Pero ni llegó lo que el público esperaba, ni el Nacional dejó de marchar tras él, capote al brazo, adivinando con su astucia de antiguo peón habituado a las marrullerías de los matadores la falsedad teatral de esta orden.

Tendió el trapo a alguna distancia del toro y comenzó a darle pases con visible recelo, quedando en cada uno de ellos a gran distancia de la fiera y ayudado siempre por el capote de Sebastián.

Al permanecer un instante con la muleta baja, hizo el toro un movimiento como para embestir, pero no se movió. El espada, sobradamente alerta, engañose con este movimiento y dio unos cuantos pasos atrás, que fueron verdaderos saltos, huyendo del animal, que no le había acometido.

Quedó en una posición grotesca por este retroceso innecesario, y una parte del público rió entre exclamaciones de asombro. Sonaron algunos silbidos.

—¡Juy, que te coge!—gritó una voz irónica.

—¡Sarasa!—suspiró otra con entonación afeminada.
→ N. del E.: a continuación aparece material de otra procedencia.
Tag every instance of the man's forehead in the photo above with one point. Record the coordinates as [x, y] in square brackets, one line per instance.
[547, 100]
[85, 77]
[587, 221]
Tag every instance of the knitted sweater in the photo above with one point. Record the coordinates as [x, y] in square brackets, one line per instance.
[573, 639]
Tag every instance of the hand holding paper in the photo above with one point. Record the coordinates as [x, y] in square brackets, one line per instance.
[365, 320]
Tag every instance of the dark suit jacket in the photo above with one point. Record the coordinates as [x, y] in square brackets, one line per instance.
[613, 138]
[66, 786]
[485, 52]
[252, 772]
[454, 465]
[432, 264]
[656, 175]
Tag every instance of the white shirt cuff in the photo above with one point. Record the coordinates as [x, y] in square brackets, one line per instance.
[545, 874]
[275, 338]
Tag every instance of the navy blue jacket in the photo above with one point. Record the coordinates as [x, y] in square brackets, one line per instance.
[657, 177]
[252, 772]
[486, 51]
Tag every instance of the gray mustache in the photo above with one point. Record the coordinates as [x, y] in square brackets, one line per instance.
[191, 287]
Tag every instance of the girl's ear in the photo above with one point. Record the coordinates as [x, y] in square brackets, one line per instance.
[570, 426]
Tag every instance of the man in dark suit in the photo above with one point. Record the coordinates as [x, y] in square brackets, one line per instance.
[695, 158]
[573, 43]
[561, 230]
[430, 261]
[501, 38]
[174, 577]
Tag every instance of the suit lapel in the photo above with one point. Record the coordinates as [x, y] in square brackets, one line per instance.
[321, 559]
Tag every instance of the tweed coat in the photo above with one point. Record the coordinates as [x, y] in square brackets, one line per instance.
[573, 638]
Gallardo enrojeció de cólera. ¡Esto a él! ¡Y en la plaza de Sevilla!... Sintió la corazonada audaz de sus tiempos de principiante, un deseo loco de caer ciegamente sobre el toro, y fuese lo que Dios quisiera. Pero su cuerpo se resistió a obedecerle. Su brazo parecía pensar; sus piernas veían el peligro, burlándose con su rebelión de las exigencias de la voluntad.

Además, el público, reaccionando ante el insulto, vino en su ayuda e impuso silencio. ¡Tratar así a un hombre que estaba convaleciente de una cogida grave!... ¡Esto era indigno de la plaza de Sevilla! ¡A ver si había decencia!

Gallardo se aprovechó de esta compasión simpática para salir del compromiso. Marchando de lado contra el toro, lo hirió con una estocada atravesada y traidora. Cayó el animal como una bestia de matadero, soltando un caño de sangre por la boca. Unos aplaudieron sin saber por qué aplaudían, otros silbaron, y la gran masa permaneció en silencio.